If the existing fan clutch is still "tight", re-use it. You can also get a Phillips head larger screwdriver, a hammer, and dimple the front of the fan clutch, on each side. That will increase the internal pressure of the fluid in the clutch a bit, so it'll be harder for it to freewheel or unlock. Might extend the life of your clutch, too.

Just some thoughts,
CBODY67
 
IF you want to replace the pump as an investment in not having to worry about it again and with no knowledge of how long it has already been there . . . just to make sure and then have a new baseline time to deal with, changing it while there can be an option.

The other thing, according to "old wives", is that antifreeze will leak where plain water will not.

A side issue can be that with the deteriorated cooling performance of late, it could be that the water passages in the cyl block are getting "accumulations" in them. Knocking out the core plugs and flushing the block out that way, messy as it is, might be needed. Such accumulations "settle out" in the lowest spot in the system, one of which is the back of the block. Another "investment".

IF the radiator is getting accumulations in it, too, that can affect the performance of the fan clutch. How? The fan clutch locks-up when the thermostat on it "sees" heat higher than a certain temperature. If the radiator is clogged with decreased flow, then "no heat" in that area, so the fan clutch thinks it's not needed . . . as the temp gauge indicates otherwise.

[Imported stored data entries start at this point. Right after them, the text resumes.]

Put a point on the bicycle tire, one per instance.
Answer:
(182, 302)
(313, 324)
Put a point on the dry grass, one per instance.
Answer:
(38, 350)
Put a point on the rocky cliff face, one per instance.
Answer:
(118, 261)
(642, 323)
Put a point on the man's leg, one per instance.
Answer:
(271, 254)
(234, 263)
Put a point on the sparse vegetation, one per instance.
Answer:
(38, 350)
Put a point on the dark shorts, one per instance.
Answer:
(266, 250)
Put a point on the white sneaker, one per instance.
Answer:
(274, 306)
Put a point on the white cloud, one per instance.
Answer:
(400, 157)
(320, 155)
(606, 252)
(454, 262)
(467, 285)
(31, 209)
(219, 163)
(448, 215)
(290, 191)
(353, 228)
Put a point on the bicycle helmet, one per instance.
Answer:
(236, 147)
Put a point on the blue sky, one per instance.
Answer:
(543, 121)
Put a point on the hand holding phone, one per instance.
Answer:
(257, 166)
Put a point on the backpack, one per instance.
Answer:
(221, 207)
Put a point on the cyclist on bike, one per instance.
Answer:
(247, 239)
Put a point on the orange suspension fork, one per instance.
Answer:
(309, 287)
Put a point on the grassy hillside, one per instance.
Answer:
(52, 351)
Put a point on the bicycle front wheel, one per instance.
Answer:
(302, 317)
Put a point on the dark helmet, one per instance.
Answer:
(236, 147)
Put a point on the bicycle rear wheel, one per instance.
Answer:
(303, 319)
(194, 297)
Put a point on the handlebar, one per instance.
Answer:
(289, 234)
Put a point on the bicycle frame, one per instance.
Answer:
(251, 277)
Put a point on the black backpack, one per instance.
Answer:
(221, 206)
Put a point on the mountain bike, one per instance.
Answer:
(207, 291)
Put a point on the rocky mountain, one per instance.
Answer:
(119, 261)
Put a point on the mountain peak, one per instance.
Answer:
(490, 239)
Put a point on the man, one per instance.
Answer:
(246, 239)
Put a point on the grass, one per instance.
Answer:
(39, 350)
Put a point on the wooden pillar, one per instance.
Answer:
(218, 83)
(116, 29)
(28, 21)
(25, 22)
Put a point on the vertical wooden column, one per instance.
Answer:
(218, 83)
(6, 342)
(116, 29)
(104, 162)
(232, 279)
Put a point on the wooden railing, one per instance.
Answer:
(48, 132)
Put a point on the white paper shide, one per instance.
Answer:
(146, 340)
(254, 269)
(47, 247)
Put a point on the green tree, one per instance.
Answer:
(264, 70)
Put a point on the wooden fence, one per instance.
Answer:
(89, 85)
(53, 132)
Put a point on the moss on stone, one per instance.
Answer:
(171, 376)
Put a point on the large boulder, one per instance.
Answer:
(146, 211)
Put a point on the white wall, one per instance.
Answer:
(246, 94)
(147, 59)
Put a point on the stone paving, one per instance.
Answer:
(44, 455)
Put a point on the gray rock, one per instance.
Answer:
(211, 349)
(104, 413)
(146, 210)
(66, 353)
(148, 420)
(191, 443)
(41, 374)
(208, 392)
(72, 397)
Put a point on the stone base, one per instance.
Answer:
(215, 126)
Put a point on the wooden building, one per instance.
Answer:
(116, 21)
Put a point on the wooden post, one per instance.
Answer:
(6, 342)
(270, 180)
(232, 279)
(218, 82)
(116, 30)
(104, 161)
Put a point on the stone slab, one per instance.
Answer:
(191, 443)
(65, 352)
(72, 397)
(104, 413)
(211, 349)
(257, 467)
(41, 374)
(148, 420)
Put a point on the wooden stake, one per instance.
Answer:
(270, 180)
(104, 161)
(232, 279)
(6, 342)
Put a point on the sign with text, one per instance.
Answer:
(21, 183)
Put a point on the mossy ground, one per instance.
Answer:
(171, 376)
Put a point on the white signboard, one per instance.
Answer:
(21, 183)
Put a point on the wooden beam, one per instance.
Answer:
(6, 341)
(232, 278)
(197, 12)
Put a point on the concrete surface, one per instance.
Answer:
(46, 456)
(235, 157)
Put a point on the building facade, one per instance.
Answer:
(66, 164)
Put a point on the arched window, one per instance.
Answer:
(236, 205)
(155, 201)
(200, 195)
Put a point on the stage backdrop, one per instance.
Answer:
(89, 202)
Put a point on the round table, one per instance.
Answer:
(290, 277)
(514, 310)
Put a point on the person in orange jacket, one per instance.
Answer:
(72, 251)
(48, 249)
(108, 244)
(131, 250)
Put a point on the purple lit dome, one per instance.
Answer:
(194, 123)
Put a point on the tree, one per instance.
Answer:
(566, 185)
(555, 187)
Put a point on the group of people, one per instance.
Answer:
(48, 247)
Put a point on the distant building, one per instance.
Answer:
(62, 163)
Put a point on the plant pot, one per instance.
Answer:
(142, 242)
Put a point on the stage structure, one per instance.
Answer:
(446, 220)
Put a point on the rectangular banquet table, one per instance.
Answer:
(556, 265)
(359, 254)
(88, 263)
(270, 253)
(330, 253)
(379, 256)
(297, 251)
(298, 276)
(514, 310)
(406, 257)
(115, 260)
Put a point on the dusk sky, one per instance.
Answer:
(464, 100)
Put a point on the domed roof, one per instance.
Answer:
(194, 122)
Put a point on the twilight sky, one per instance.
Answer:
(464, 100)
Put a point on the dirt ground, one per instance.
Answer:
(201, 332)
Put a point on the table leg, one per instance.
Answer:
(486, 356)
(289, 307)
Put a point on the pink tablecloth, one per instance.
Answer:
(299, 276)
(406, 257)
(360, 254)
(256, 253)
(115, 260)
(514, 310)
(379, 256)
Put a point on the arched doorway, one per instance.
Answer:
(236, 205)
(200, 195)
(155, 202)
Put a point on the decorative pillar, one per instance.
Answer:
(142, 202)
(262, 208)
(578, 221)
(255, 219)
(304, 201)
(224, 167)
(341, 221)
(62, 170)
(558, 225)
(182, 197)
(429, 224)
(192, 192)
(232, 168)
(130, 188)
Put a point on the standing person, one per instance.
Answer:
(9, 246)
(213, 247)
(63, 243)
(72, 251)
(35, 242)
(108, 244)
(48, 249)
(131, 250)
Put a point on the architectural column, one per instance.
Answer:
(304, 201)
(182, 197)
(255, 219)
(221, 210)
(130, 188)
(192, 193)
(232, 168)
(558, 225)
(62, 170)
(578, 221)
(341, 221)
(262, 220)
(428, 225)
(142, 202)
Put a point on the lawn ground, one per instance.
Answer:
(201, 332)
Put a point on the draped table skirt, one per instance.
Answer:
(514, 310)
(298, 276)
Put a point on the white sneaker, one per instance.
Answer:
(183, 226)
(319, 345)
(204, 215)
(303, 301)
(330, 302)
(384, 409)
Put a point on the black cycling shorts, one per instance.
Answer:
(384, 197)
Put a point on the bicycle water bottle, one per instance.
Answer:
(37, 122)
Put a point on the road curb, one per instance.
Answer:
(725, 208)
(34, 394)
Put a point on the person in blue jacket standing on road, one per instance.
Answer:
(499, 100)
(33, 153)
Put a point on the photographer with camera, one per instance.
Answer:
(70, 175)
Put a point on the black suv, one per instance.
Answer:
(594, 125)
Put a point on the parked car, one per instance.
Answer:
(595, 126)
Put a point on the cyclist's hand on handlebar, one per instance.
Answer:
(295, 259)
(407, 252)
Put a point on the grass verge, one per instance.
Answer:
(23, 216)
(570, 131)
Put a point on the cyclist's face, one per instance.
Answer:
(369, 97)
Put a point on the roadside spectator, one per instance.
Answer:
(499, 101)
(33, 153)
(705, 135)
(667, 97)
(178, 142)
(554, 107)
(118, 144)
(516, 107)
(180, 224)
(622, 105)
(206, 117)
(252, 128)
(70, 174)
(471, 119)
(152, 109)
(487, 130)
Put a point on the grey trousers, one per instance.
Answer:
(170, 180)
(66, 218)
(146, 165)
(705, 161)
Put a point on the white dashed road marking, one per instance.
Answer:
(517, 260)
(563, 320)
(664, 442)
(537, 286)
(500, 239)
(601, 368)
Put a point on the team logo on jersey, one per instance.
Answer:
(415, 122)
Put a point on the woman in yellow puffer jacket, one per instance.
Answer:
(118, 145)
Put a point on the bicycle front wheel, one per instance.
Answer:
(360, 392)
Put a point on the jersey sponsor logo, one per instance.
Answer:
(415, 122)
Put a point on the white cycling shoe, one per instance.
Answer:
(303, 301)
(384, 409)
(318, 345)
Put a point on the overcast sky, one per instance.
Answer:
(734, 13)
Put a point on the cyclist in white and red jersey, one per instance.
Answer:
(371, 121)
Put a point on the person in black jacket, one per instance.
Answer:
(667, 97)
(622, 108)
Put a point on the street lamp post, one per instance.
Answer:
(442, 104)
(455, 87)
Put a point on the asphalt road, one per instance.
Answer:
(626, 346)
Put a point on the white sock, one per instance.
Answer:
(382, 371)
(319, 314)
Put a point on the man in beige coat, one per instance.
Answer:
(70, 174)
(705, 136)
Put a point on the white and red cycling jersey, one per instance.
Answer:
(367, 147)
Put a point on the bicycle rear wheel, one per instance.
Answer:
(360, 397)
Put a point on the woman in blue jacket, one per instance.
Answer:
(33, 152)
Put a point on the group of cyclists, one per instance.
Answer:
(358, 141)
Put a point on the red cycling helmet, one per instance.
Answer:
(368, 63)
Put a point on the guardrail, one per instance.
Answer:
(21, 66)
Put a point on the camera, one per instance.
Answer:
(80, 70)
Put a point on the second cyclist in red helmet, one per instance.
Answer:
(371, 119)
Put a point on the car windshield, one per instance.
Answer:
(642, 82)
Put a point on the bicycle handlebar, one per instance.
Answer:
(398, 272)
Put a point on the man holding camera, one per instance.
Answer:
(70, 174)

If the existing fan clutch is still "tight", re-use it. You can also get a Phillips head larger screwdriver, a hammer, and dimple the front of the fan clutch, on each side. That will increase the internal pressure of the fluid in the clutch a bit, so it'll be harder for it to freewheel or unlock. Might extend the life of your clutch, too.

Just some thoughts,
CBODY67
Thanks CBODY67, I had a friend ask me about the core plugs as well. I'm going to hold off on that for now but definitely replacing the pump. Radiator and fan seem fine, but will definitely keep your comments on hand if that changes. Thanks
 
I've come across mention that measuring the voltage between the coolant and the radiator or body ground is an indication of electrolysis and the condition of the coolant. It would have been interesting to know what your reading would have been before you took the cooling system apart. Also a Ph reading.